Palermo, morto di leucemia Ibrahim Gaye: sognava di diventare come CR7
Il suo nome ricorda quello di un grande campione (Zlatan Ibrahimovic) della nostra Serie A, quel campionato in cui lui – arrivato dal Gambia – aspirava di giocare emulando i gesti di un altro fenomeno, che indossa una maglia diversa e che si chiama Cristiano Ronaldo: purtroppo, però, la leucemia si è portata via Ibrahim Gaye prima che potesse realizzare i suoi sogni. Il 18enne è morto ieri all’ospedale Civico di Palermo: da due giorni, le sue condizioni erano molto peggiorate.
Ibrahim, qualche settimana fa, aveva raccontato la sua commovente storia sulle colonne di Repubblica: aveva ripercorso i suoi ricordi, dalla fuga dal suo Paese quando era ancora un bambino, ai pericoli affrontati nel deserto, durante la prigionia e la traversata del Mediterraneo. Aveva raccontato di quando gli avevano puntato una pistola alla testa e lui era rimasto in silenzio, fingendo di stare male perché l’unica regola era “dimostrarsi debole anche se sei forte”.
Poi, finalmente, l’arrivo a Lampedusa e la nuova vita a Palermo: “Sono felice di essere qui – aveva detto -, qui è dove ho compiuto 18 anni, dove voglio vivere ed essere siciliano. In Gambia, invece, sarei già morto. Ma qui mi possono curare e posso ancora farcela”. Perché per il giovane Ibrahim Gaye la diagnosi era stata di quelle che ti spezzano il fiato: leucemia. Un’altra durissima battaglia da affrontare, per lui che aveva rischiato di morire già decine di volte: nel deserto, nella prigione in Libia, in mare aperto quando si era rotto il motore del gommone che lo stava proiettando verso la sua nuova vita.

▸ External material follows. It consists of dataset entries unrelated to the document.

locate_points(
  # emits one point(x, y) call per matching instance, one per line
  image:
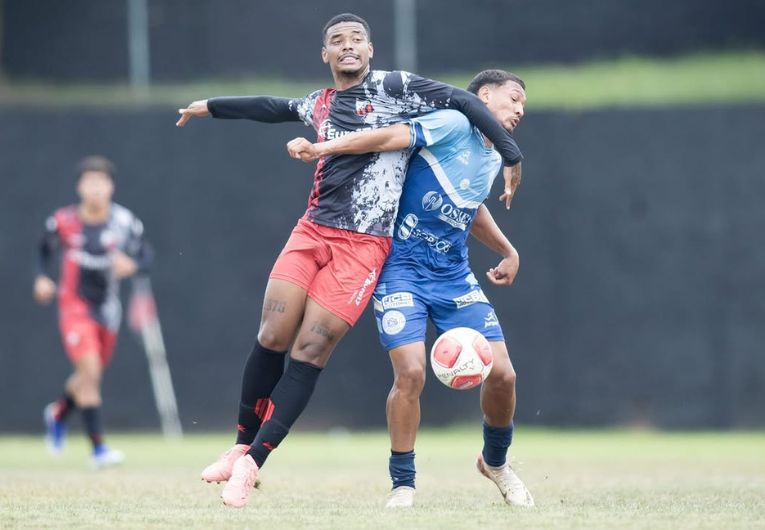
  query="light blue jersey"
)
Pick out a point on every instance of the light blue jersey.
point(449, 176)
point(427, 274)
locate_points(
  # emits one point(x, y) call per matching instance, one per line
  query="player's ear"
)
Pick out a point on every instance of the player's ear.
point(484, 93)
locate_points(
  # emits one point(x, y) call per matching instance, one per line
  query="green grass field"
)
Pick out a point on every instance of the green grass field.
point(698, 78)
point(580, 479)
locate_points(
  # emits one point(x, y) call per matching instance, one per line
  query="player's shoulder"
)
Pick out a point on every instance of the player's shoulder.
point(449, 119)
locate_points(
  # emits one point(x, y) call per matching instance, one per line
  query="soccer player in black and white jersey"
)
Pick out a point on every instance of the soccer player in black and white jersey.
point(327, 271)
point(99, 243)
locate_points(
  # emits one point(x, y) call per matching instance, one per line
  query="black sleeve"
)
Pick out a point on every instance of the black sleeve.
point(268, 109)
point(424, 95)
point(47, 248)
point(480, 116)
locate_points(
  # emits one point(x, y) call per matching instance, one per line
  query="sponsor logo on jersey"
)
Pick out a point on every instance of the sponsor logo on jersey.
point(393, 322)
point(89, 261)
point(327, 130)
point(405, 229)
point(108, 240)
point(454, 216)
point(396, 300)
point(364, 107)
point(473, 297)
point(370, 280)
point(432, 201)
point(490, 320)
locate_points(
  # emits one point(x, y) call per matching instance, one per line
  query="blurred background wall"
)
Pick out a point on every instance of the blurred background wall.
point(641, 295)
point(86, 39)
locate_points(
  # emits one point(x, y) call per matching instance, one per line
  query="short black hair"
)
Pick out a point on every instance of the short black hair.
point(345, 17)
point(493, 77)
point(95, 163)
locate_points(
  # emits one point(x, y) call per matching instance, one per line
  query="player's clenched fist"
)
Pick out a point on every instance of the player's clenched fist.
point(302, 149)
point(196, 108)
point(44, 289)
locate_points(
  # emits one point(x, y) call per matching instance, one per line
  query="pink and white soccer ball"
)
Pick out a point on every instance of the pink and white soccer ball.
point(461, 358)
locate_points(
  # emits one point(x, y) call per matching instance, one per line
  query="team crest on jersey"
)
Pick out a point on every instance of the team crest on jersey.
point(490, 320)
point(393, 322)
point(432, 201)
point(363, 107)
point(473, 297)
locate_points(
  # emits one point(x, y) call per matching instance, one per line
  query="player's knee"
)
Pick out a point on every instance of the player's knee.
point(503, 377)
point(315, 351)
point(272, 340)
point(410, 379)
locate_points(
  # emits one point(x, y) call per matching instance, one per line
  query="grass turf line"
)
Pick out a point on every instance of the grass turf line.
point(580, 479)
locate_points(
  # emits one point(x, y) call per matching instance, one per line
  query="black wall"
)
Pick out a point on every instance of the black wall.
point(639, 300)
point(86, 39)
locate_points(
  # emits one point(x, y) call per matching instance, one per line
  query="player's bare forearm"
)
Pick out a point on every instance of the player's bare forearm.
point(486, 231)
point(512, 176)
point(392, 138)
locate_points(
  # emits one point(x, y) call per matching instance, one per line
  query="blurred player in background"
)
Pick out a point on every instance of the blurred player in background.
point(427, 274)
point(328, 269)
point(99, 243)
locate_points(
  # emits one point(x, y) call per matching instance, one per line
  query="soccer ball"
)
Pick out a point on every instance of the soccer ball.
point(461, 358)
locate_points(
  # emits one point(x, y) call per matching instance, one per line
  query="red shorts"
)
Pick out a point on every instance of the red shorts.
point(338, 268)
point(83, 336)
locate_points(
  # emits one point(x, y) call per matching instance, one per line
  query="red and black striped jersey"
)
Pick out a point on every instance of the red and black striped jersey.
point(361, 192)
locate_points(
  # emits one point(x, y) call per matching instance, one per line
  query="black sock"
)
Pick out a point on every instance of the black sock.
point(262, 371)
point(290, 398)
point(64, 406)
point(91, 417)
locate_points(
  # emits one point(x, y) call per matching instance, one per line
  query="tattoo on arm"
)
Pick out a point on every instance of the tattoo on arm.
point(274, 306)
point(323, 331)
point(515, 175)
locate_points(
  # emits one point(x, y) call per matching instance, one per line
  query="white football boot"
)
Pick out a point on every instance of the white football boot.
point(510, 486)
point(401, 497)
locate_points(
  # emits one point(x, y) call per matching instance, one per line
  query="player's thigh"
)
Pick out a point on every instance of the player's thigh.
point(89, 368)
point(283, 307)
point(107, 339)
point(460, 304)
point(346, 283)
point(319, 333)
point(409, 363)
point(81, 337)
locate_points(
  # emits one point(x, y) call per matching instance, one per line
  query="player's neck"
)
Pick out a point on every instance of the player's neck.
point(94, 213)
point(345, 81)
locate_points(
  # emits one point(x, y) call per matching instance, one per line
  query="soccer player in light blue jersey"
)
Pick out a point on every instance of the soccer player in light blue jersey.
point(427, 274)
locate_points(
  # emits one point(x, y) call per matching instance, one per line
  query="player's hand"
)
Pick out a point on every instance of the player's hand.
point(123, 265)
point(44, 289)
point(504, 273)
point(302, 149)
point(196, 108)
point(512, 177)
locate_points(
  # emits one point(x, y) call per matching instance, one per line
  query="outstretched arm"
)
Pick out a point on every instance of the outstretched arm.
point(392, 138)
point(44, 288)
point(266, 109)
point(485, 229)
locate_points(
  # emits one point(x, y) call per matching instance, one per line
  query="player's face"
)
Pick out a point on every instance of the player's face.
point(347, 49)
point(506, 102)
point(95, 188)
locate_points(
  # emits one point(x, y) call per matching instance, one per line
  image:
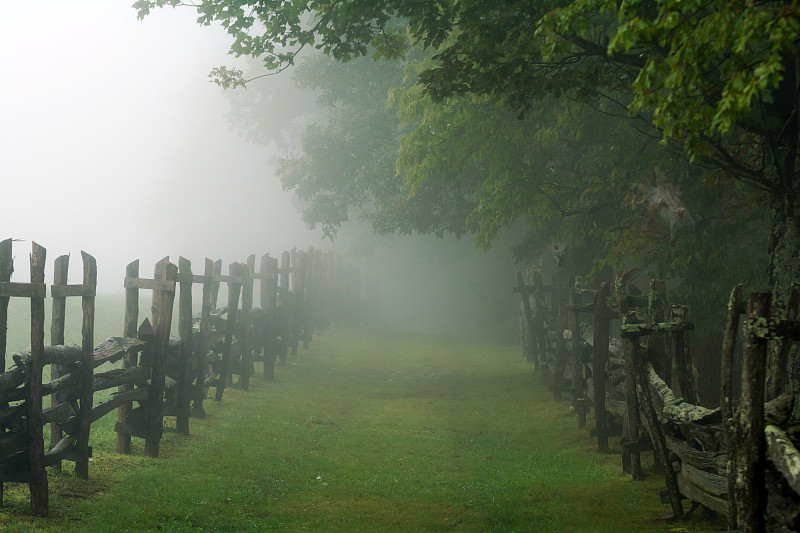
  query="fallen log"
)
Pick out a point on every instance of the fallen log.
point(676, 409)
point(784, 455)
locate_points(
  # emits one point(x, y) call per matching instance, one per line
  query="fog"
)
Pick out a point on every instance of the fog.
point(113, 141)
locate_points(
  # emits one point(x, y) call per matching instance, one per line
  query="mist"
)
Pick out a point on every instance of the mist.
point(114, 141)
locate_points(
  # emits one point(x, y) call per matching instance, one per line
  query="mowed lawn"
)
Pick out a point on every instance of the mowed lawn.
point(365, 432)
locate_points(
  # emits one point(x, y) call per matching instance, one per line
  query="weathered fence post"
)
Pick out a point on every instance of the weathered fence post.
point(234, 280)
point(599, 358)
point(39, 492)
point(729, 425)
point(163, 298)
point(86, 371)
point(203, 341)
point(185, 358)
point(130, 330)
point(749, 493)
point(59, 310)
point(246, 342)
point(269, 295)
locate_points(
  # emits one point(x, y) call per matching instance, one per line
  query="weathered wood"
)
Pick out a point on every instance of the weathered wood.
point(185, 358)
point(528, 341)
point(704, 460)
point(6, 269)
point(119, 399)
point(129, 331)
point(599, 358)
point(729, 425)
point(695, 493)
point(23, 290)
point(39, 492)
point(709, 482)
point(85, 371)
point(162, 321)
point(151, 284)
point(57, 414)
point(62, 291)
point(121, 376)
point(203, 341)
point(783, 454)
point(234, 289)
point(779, 356)
point(631, 461)
point(245, 319)
point(749, 493)
point(269, 295)
point(677, 409)
point(114, 348)
point(656, 432)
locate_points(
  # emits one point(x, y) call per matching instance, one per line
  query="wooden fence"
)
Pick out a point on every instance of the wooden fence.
point(741, 459)
point(164, 375)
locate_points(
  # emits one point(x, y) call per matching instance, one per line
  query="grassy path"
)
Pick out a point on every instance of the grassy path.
point(365, 433)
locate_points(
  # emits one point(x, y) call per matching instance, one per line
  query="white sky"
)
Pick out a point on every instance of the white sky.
point(113, 141)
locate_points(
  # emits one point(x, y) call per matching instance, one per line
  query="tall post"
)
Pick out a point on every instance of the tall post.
point(39, 492)
point(750, 496)
point(163, 299)
point(599, 359)
point(202, 341)
point(59, 311)
point(235, 271)
point(86, 370)
point(185, 357)
point(131, 358)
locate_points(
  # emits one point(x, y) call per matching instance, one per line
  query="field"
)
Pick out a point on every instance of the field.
point(363, 432)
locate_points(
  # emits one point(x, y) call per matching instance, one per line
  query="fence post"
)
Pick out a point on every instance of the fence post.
point(131, 358)
point(39, 493)
point(234, 280)
point(749, 493)
point(163, 298)
point(202, 340)
point(59, 309)
point(599, 358)
point(185, 357)
point(87, 370)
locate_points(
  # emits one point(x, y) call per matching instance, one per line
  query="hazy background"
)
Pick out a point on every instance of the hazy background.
point(113, 141)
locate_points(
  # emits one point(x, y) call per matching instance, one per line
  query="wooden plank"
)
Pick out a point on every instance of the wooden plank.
point(114, 348)
point(121, 398)
point(185, 355)
point(15, 289)
point(707, 481)
point(130, 330)
point(784, 456)
point(599, 358)
point(39, 492)
point(152, 284)
point(750, 442)
point(64, 291)
point(149, 434)
point(162, 321)
point(726, 402)
point(676, 409)
point(695, 493)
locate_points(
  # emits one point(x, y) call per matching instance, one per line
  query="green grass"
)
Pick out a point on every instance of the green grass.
point(366, 433)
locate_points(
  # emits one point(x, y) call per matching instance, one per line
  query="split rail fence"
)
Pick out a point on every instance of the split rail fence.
point(741, 459)
point(160, 375)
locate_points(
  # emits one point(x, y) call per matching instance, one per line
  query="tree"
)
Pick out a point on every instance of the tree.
point(716, 78)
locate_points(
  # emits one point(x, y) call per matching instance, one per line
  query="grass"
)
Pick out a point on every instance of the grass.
point(365, 432)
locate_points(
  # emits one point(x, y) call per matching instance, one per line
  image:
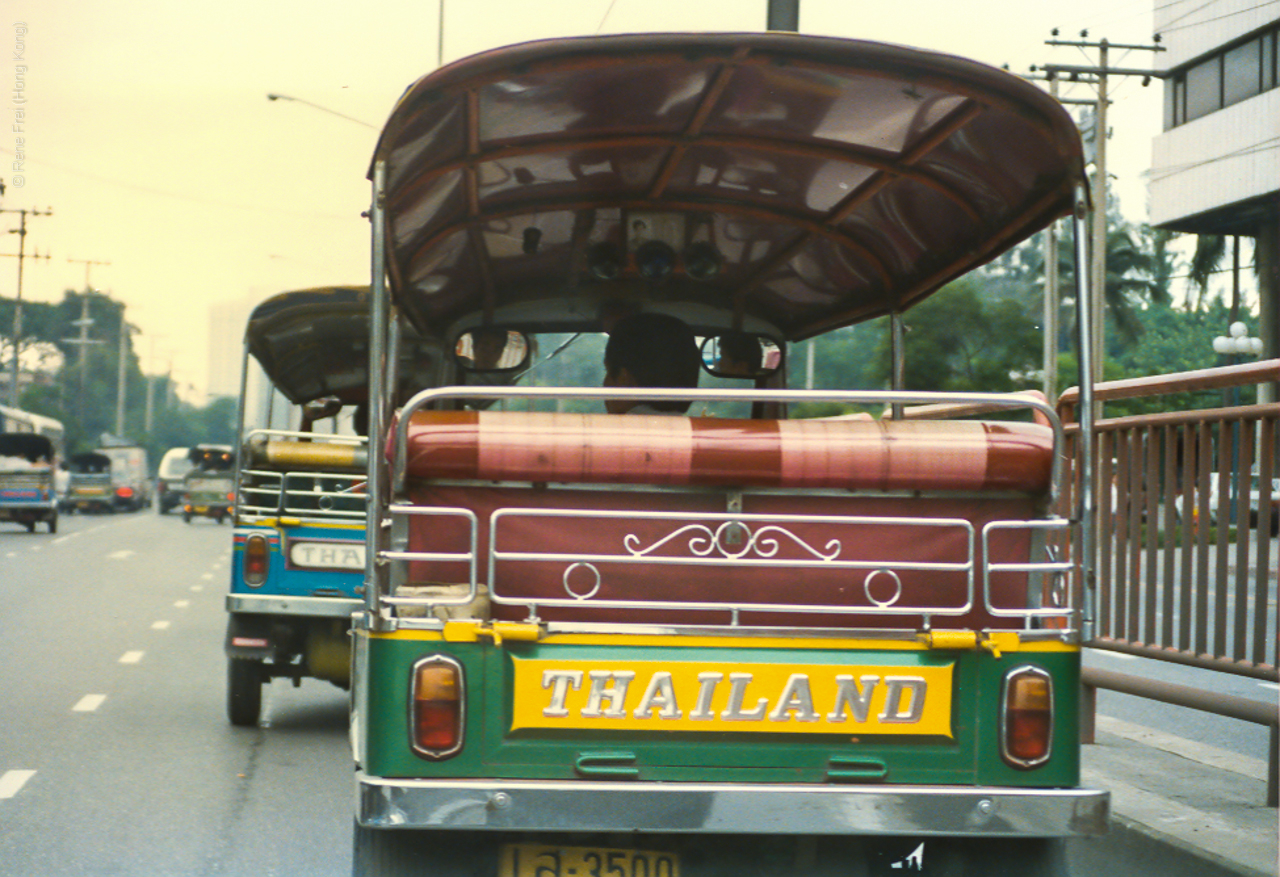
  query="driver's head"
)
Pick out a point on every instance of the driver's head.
point(650, 350)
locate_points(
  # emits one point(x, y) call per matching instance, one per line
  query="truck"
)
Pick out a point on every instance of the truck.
point(131, 476)
point(787, 630)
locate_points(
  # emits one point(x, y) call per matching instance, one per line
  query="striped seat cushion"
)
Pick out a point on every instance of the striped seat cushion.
point(883, 455)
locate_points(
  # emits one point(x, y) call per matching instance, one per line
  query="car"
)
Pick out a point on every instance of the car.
point(1255, 502)
point(173, 466)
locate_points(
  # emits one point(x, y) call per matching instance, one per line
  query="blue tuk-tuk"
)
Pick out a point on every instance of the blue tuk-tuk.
point(300, 487)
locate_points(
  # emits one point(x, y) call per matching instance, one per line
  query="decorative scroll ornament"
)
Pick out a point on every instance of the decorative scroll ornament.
point(727, 540)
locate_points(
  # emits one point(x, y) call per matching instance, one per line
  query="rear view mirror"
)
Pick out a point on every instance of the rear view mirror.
point(489, 348)
point(741, 355)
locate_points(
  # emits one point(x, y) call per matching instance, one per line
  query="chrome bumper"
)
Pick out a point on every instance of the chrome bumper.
point(320, 607)
point(784, 809)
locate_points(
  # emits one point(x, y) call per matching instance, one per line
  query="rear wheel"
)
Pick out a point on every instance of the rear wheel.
point(996, 857)
point(387, 852)
point(243, 691)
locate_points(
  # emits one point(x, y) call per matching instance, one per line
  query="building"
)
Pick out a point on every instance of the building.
point(1216, 167)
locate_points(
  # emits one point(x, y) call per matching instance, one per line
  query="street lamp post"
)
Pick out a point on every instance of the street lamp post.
point(17, 305)
point(1237, 345)
point(323, 109)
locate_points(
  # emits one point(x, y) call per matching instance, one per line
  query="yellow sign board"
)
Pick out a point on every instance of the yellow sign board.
point(664, 695)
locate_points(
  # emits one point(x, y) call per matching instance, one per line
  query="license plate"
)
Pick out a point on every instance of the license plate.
point(542, 860)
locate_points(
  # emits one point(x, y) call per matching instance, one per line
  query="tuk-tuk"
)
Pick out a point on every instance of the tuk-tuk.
point(300, 480)
point(209, 485)
point(90, 487)
point(28, 494)
point(730, 639)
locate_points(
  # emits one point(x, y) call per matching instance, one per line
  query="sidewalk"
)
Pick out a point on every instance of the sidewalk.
point(1176, 807)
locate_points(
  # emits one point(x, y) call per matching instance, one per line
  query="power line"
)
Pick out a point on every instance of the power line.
point(1216, 18)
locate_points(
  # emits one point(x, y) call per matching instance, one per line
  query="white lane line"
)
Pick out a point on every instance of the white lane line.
point(88, 703)
point(12, 781)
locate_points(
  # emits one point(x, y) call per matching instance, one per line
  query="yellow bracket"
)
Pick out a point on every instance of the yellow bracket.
point(471, 631)
point(965, 640)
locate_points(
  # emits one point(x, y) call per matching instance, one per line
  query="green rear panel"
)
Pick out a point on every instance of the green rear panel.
point(492, 749)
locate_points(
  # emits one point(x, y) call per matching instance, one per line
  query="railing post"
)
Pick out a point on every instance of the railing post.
point(1088, 712)
point(1274, 767)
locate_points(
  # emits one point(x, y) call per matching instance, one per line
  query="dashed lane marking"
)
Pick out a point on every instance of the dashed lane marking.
point(12, 781)
point(88, 703)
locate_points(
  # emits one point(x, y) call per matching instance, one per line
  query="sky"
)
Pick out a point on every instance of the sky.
point(176, 185)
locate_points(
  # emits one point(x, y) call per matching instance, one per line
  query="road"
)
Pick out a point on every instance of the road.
point(115, 754)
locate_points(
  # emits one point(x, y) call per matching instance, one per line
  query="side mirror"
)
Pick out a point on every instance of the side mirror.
point(741, 355)
point(492, 350)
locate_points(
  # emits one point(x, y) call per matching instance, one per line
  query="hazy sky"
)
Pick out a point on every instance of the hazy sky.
point(147, 131)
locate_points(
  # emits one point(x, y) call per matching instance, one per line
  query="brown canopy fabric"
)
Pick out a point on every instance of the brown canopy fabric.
point(801, 183)
point(314, 343)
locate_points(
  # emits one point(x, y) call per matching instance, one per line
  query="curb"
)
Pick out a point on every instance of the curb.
point(1132, 848)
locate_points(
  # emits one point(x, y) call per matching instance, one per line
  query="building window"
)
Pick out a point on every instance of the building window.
point(1242, 72)
point(1205, 88)
point(1270, 77)
point(1225, 78)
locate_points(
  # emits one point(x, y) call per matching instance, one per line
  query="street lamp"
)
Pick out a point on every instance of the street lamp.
point(323, 109)
point(1237, 343)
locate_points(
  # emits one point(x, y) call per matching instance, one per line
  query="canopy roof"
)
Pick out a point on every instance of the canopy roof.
point(836, 179)
point(31, 446)
point(314, 343)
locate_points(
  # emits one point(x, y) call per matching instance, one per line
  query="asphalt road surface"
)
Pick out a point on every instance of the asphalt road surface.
point(115, 753)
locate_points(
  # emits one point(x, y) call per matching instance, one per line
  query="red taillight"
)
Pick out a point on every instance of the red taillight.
point(256, 560)
point(437, 707)
point(1028, 717)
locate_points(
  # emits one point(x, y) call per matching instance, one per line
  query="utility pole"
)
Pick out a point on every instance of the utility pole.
point(83, 324)
point(126, 330)
point(1098, 76)
point(17, 307)
point(1052, 295)
point(784, 16)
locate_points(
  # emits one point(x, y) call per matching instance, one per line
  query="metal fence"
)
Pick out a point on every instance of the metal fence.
point(1184, 557)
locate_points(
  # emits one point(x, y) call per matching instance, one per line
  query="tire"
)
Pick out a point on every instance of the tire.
point(243, 691)
point(385, 852)
point(996, 857)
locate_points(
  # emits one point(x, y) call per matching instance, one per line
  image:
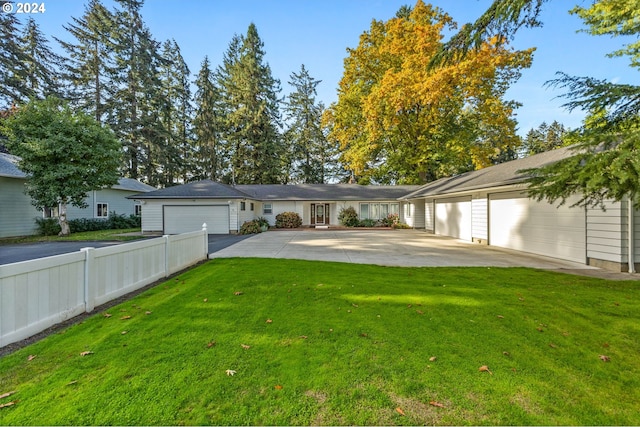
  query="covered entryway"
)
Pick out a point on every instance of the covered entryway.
point(518, 222)
point(320, 214)
point(453, 217)
point(185, 218)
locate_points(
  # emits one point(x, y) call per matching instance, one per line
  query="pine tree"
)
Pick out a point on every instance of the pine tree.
point(88, 69)
point(12, 73)
point(41, 63)
point(210, 152)
point(251, 104)
point(309, 151)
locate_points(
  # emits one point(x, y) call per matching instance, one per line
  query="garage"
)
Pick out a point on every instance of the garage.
point(453, 217)
point(517, 222)
point(185, 218)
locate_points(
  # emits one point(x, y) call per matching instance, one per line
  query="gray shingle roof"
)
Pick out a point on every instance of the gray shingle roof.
point(205, 189)
point(8, 166)
point(494, 176)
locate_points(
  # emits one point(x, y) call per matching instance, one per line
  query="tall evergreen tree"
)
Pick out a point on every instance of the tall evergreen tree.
point(88, 69)
point(309, 151)
point(12, 73)
point(250, 95)
point(41, 63)
point(210, 151)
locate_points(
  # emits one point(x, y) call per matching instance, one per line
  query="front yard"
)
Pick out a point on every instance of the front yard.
point(263, 341)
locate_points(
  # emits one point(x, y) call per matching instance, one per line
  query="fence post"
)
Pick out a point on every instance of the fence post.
point(89, 291)
point(206, 240)
point(167, 247)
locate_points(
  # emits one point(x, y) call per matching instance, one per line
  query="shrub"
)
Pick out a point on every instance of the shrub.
point(288, 220)
point(348, 217)
point(250, 227)
point(390, 220)
point(368, 223)
point(47, 226)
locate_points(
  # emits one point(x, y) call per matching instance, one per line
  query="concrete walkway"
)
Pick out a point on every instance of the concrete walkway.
point(410, 248)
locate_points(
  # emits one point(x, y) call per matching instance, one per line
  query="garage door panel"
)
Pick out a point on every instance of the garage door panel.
point(184, 219)
point(453, 218)
point(517, 222)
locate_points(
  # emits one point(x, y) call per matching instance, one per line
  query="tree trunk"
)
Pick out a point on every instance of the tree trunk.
point(62, 220)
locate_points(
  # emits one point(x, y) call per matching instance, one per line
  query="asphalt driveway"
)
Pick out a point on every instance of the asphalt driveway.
point(410, 248)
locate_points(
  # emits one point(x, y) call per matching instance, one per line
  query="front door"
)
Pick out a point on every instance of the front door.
point(319, 214)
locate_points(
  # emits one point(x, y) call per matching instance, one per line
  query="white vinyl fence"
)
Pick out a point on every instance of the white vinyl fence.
point(40, 293)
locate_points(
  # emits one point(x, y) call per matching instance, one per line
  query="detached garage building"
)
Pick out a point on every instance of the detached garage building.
point(491, 206)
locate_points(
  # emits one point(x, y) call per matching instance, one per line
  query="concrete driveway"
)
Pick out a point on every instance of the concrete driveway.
point(410, 248)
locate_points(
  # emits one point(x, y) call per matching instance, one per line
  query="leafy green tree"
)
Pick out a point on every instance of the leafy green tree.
point(251, 110)
point(207, 123)
point(310, 154)
point(544, 138)
point(64, 154)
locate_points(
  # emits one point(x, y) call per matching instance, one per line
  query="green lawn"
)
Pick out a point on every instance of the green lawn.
point(110, 235)
point(330, 343)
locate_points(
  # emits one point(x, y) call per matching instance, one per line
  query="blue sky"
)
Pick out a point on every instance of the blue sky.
point(317, 33)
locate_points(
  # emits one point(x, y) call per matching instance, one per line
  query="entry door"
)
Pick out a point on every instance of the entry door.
point(320, 213)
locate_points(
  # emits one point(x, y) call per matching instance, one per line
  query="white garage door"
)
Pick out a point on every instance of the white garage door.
point(517, 222)
point(183, 219)
point(453, 217)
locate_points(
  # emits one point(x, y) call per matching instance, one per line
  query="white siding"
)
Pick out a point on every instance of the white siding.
point(453, 217)
point(520, 223)
point(480, 217)
point(17, 214)
point(429, 215)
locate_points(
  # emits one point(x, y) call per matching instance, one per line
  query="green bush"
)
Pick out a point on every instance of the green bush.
point(348, 217)
point(368, 223)
point(250, 227)
point(288, 220)
point(47, 226)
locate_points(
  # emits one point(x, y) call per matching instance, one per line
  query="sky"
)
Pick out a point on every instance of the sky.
point(317, 33)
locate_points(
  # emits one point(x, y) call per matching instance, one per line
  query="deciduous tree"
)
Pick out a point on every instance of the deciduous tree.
point(64, 154)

In Italia, aveva avuto il privilegio di conoscere Laura Pausini, la sua cantante preferita: “Ho imparato l’italiano con le sue canzoni”, raccontava orgoglioso. La cantante aveva conosciuto la sua storia e gli aveva telefonato, rendendolo felicissimo.
Il suo sogno nel cassetto, però, mostrava un pallone e un campo rettangolare, in erba: “Sono un bravo calciatore, il mio mito è Cristiano Ronaldo. Nella mia città tutti lo dicevano che ero bravo. Mi sarebbe bastato attraversare il mare. Avrei cambiato la mia vita e anche quella dei miei nonni, troppo poveri per prendersi cura di me”.
“Adesso – aveva continuato Ibrahim – i miei amici rimasti in Gambia non ci credono quando gli dico che sto male. Pensano che sono già un calciatore famoso e che non voglio dirlo per non dare loro soldi e cambiare anche la loro vita”. La verità, purtroppo, era molto diversa. E dopo sette ricoveri, il giovane 18enne ha dato il suo ultimo addio al personale dell’ospedale, che era ormai un po’ la sua nuova famiglia.
Il suo corpo rientrerà domani in Gambia, quel Paese da cui era fuggito con tanti sogni nel cassetto. È lì che vivono tutti i suoi cari, compresi i nonni a cui non aveva detto niente della malattia, perché “non lo avrebbero sopportato”. Quelli che Ibrahim Gaye sognava di aiutare, mettendosi ai piedi due scarpini da calcio proprio come CR7.